TuringLang / Turing.jl

Bayesian inference with probabilistic programming.
https://turinglang.org
MIT License
2.03k stars 218 forks source link

Implementing `adtype` for closely linked "external" samplers / adding metric warm-up #2248

Closed SamuelBrand1 closed 3 months ago

SamuelBrand1 commented 3 months ago

Hi everyone,

Being able to add external samplers is a really great feature of Turing, however, it seems that its at odds with the shift towards setting the AD backend via selecting a type from ADTypes as a kwarg to the sampler?

For example, in the documentation you give an example of treating the AdvancedHMC.NUTS wrapper to HMC as an external sampler for the purpose of using Pathfinder.jl to pre-heat the metric https://turinglang.org/docs/tutorials/docs-16-using-turing-external-samplers/#going-beyond-the-turing-api

However, this is the same sampler that is used by Turing.NUTS, albeit without the syntactic sugar of having the adtype kwarg, which implements AD backend with the LogDensityProblemsAD.jl interface here (I think...).

Obviously, I could do this with full AdvancedHMC but wouldn't it be preferable to either include adtype as an option for AdvancedHMC.NUTS or include setting the metric (rather than just metric type) in Turing.NUTS. At the moment, its a bit clunky with how you implement whichever options.

SamuelBrand1 commented 3 months ago

Actually I think externalsampler does this already e.g.

https://github.com/TuringLang/Turing.jl/blob/ebc36af633f103e4a25050eb068c08bc14d10de9/src/mcmc/Inference.jl#L126C1-L140C4

Maybe make that clearer in the docs?

torfjelde commented 3 months ago

Actually I think externalsampler does this already e.g.

Aye, this was a recent "fix" so haven't made it's way to the docs yet.

And more generally wrt. the "overarching" question: all the work on externalsampler and other aspects are parts of a larger push to completely remove the Turing.NUTS samplers, etc. in favour of the corresponding packages' own samplers.

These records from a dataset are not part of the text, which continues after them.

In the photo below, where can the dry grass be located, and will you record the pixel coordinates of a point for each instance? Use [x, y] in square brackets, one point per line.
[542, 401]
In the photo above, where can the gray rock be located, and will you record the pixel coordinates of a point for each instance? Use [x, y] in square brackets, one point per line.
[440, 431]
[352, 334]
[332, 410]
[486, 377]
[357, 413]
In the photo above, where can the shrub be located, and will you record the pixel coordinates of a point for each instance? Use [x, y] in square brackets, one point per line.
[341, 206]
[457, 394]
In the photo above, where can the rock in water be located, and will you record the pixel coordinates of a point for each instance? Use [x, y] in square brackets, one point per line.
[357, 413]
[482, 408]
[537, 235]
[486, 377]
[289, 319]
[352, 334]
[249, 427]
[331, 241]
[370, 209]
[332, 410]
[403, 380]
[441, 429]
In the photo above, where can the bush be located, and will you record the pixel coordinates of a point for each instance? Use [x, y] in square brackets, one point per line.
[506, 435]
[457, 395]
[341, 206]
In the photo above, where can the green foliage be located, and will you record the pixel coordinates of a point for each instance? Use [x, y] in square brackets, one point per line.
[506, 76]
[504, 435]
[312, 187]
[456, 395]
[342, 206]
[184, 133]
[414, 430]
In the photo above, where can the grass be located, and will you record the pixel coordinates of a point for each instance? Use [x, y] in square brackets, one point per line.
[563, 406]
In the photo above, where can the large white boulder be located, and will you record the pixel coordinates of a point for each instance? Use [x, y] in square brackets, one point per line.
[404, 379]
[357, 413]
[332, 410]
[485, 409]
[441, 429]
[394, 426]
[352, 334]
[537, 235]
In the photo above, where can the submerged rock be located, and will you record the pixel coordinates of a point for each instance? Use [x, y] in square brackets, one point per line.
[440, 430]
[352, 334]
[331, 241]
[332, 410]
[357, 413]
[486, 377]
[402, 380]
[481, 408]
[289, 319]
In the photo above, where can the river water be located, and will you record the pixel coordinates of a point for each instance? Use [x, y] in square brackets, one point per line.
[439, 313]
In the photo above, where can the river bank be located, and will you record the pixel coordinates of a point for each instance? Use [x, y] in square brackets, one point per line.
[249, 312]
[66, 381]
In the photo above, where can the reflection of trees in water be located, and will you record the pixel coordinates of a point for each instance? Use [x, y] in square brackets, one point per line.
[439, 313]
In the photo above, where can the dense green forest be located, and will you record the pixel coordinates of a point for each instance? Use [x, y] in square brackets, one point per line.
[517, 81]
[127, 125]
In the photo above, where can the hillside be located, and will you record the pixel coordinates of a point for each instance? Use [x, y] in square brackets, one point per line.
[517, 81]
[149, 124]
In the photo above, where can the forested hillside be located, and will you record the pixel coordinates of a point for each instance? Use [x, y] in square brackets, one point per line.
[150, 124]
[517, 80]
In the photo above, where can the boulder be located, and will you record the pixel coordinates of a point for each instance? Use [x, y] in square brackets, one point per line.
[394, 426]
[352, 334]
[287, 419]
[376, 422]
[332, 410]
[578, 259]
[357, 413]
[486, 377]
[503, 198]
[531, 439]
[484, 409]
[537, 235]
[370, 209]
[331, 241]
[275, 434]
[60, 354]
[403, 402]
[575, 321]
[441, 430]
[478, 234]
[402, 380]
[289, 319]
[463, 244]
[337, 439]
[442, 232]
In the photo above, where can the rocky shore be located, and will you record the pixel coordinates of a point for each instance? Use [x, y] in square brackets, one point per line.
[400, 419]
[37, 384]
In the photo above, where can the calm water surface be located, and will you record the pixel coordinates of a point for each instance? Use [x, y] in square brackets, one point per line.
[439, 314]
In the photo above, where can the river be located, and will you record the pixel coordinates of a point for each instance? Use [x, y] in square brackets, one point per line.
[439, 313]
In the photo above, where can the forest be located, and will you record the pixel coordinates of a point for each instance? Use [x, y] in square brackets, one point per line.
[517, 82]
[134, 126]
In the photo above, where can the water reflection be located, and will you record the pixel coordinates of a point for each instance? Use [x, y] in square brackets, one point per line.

That way we can just focus on making the "true" sampler constructor nice to work with rather than having to deal with discrepancies like what you describe here. So for now, your best bet is just using AdvancedHMC with externalsampler (as you noticed, you can indeed set the adtype), and sometime in the not-too-far-off-future the clunkiness will be gone:)